By the time I was in grad school, the Boston Common movie theater had opened. My friends and I saw innumerable first-run movies there—maybe most memorably Revenge of the Sith, which I pregamed with a beer-tasting and then waited for my friends while sitting on the gum-spotted sidewalk scarfing lo mein out of a styrofoam take-out container from Chinatown.

There are so many others I haven’t even mentioned: the Highland Theatre, the Coolidge Corner Theatre, the Trylon Microcinema, the defunct Nickelodeon, the Lagoon Cinema…the list goes on.

There’s a special quality to urban movie theaters. They’re less likely to have up-to-the-minute projection technology—but they’re more likely to have art-deco murals allegorically depicting the birth of the Mississippi. They’re less likely to have free-refill rewards programs, but they’re more likely to have real butter that doesn’t cost extra. They’re less likely to have free parking, but they’re more likely to have true marquees, with blinking lights and hand-mounted letters spelling out the names of the films being shown.

The allure of urban movie theaters isn’t just about nostalgia, though there’s certainly that. Whether they’re classic (like the Uptown), modern (like the Lagoon), newly-built (like the Boston Common), or appropriated from other spaces (like the Trylon), the important thing is that they’re theaters in the city. You step in off the busy street and disappear into a dark, quiet—well, quiet as long as there’s no condo construction immediately nearby—space where you lose yourself in a movie, then you emerge straight back out into a city that’s two hours darker, two hours more exciting.

Growing up, I went to plenty of suburban theaters, and had a fine time—but they all tend to blend into each other. In only a few cases do I have the kind of sharp, clear memories of suburban moviegoing that I do of urban moviegoing.
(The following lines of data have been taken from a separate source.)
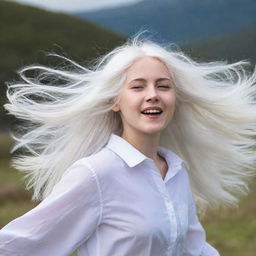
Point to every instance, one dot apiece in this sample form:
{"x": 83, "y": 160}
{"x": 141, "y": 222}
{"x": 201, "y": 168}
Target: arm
{"x": 61, "y": 222}
{"x": 195, "y": 243}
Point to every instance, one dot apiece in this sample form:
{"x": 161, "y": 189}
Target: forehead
{"x": 147, "y": 67}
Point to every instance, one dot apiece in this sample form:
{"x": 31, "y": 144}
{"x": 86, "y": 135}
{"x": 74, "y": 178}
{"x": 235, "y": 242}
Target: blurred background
{"x": 207, "y": 30}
Suburban theaters just tend to be less distinctive.

Even more importantly, suburban moviegoing feels less like a special event and more like a trip to Costco. Before and after the movie, you cross a vast parking lot full of cars driven by people who’ve come from anywhere and are going back to anywhere. The lobby experience is all about efficiency: getting people in the door, taking their money, then getting them back out afterwards. Urban movie theater lobbies are smaller—not just because space is at a premium and because there are typically fewer screens, but because there are things to do and see outside the lobby.

Support tends to rally around urban movie theaters only when it’s too late—when one is imminently in danger of closing. There should be the equivalent of a Record Store Day for urban movie theaters: a way for us to celebrate and support our urban movie theaters before they’re in danger of closing. The long-term outlook is good for urban movie theaters: rising generations increasingly like to live in cities, and decreasingly like to own cars. Home video—now including streaming video—has been challenging movie theaters for decades, but maybe that’s exactly why we don’t need gazillion-screen multiplexes. One good screen is worth a dozen mediocre ones.
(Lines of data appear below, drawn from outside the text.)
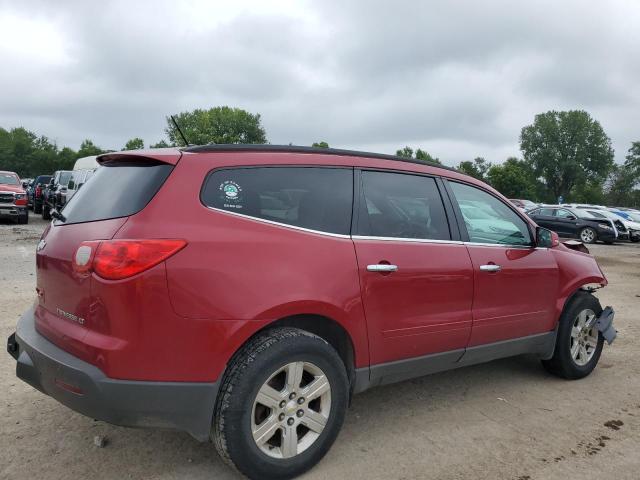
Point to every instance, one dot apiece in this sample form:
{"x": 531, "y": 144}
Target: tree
{"x": 567, "y": 150}
{"x": 134, "y": 144}
{"x": 217, "y": 125}
{"x": 477, "y": 169}
{"x": 625, "y": 179}
{"x": 87, "y": 148}
{"x": 422, "y": 155}
{"x": 514, "y": 179}
{"x": 160, "y": 144}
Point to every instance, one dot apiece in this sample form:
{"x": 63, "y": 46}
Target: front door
{"x": 416, "y": 282}
{"x": 516, "y": 284}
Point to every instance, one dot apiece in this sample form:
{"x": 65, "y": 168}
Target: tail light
{"x": 118, "y": 259}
To make sure we still have great urban movie theaters in decades to come, we need to protect the ones we have now. Existing theaters are highly vulnerable—chances are, the urban movie theater near you has probably had a near-closing scare related to a change in ownership or the need for expensive renovations—and new ones, especially awesome new ones, are hard to build. There are currently no movie theaters in downtown Minneapolis or downtown St. Paul: over the past few decades, a couple have been built and then closed.

Here was one problem with those defunct new theaters, though: in both cases (Block E and Galtier Plaza), they were built as urban movie theaters pretending to be suburban theaters, fronting on enclosed malls and ultimately falling victim to those malls’ woes. When they’re in the city, people want to be in the city. Let’s have more new urban movie theaters, theaters with marquees that invite pedestrians to spontaneously pop in right off the street—and let’s protect the ones we have.